As the nation faces burgeoning deficits and municipalities seek to limit the increase of spending on education, Himes pinpointed advocacy -- whether it comes from legislators, nonprofit organizations or individuals -- as a means to further educational initiatives, to benefit not just the individual students, but the country as a whole.

"It's critical to our democracy, the concept of citizenship, the economic spending powers of those individuals who go on to get a college educations and it's immensely critical to the economics of our society," he said.

Himes' message -- delivered tonight at the residence of Annie Abram and Steve Novak on Clapboard Hill in Westport -- was heard loud and clear by the crowd of about 40 people involved in the College Summit, a nonprofit organization that seeks to get students in troubled school districts enrolled in universities. In Connecticut, the nationwide organization works in Bridgeport and New Haven high schools in order to get seniors thinking about the viability and critical important of college.
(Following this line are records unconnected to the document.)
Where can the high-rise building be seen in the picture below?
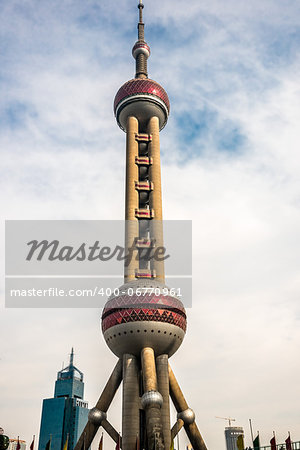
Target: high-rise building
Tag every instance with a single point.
(234, 437)
(13, 444)
(143, 323)
(64, 416)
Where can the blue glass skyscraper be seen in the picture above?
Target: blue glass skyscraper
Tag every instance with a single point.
(65, 415)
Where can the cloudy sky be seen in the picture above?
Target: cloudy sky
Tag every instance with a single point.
(231, 163)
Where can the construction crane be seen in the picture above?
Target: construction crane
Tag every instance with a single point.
(226, 418)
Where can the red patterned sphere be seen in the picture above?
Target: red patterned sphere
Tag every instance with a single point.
(142, 98)
(143, 314)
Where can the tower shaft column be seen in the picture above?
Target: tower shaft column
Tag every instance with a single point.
(156, 226)
(152, 401)
(130, 415)
(163, 388)
(132, 200)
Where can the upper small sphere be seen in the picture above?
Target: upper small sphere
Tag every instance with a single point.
(141, 47)
(142, 98)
As the economy has worsened during the past two years, Bassick High School guidance counselor Ellen Rossoff has seen the toll it has taken on the job market.
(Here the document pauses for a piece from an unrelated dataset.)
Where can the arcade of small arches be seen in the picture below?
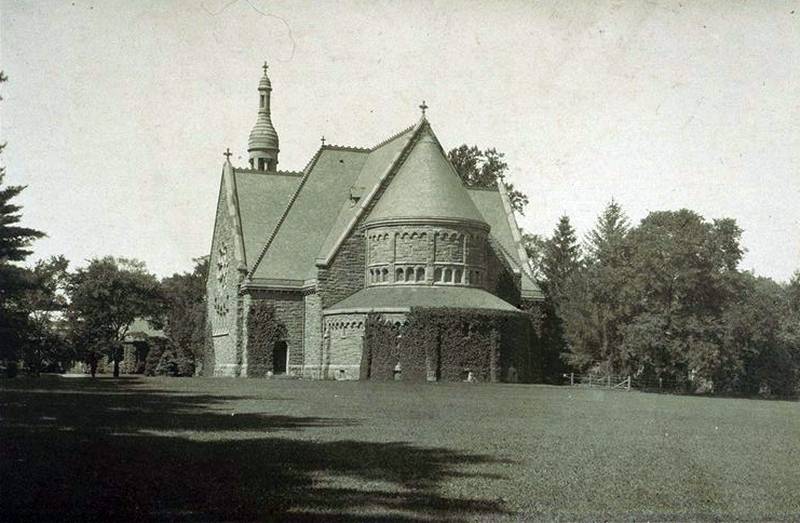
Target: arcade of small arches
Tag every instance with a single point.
(411, 274)
(425, 255)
"College is more important than it's ever been and so is the College Summit," said Rossoff, who has worked with the College Summit for a year.

With the organization's push to move to the classrooms those conversations that typically only took place in the guidance counselor's office, Rossoff has noticed a difference in the students.

"Kids are talking college more. They're talking GPAs more. They're talking SATs more," she said. "The vocabulary is changing."

While progress has been made in some of the nation's more financially-challenged school districts, Himes sees the United States as lagging behind other countries. He said that reauthorizing the No Child Left Behind Act is a key component in helping, but that legislatures will need to get "serious" about education.

"If we continue to fall behind in the production of scientists, mathematicians and engineers, guess what?" Himes said. "The next Google, the next Microsoft, you name the company ... is not going to be here. It's going to be abroad. So it is existential to this country that we get this right."

Himes, who resides in Greenwich and is running for a second term this year, has two daughters enrolled in that town's public schools. They are lucky to be enrolled where they are, he said.

"They have peers 20 miles away, 30 miles away, who aren't so lucky," he said.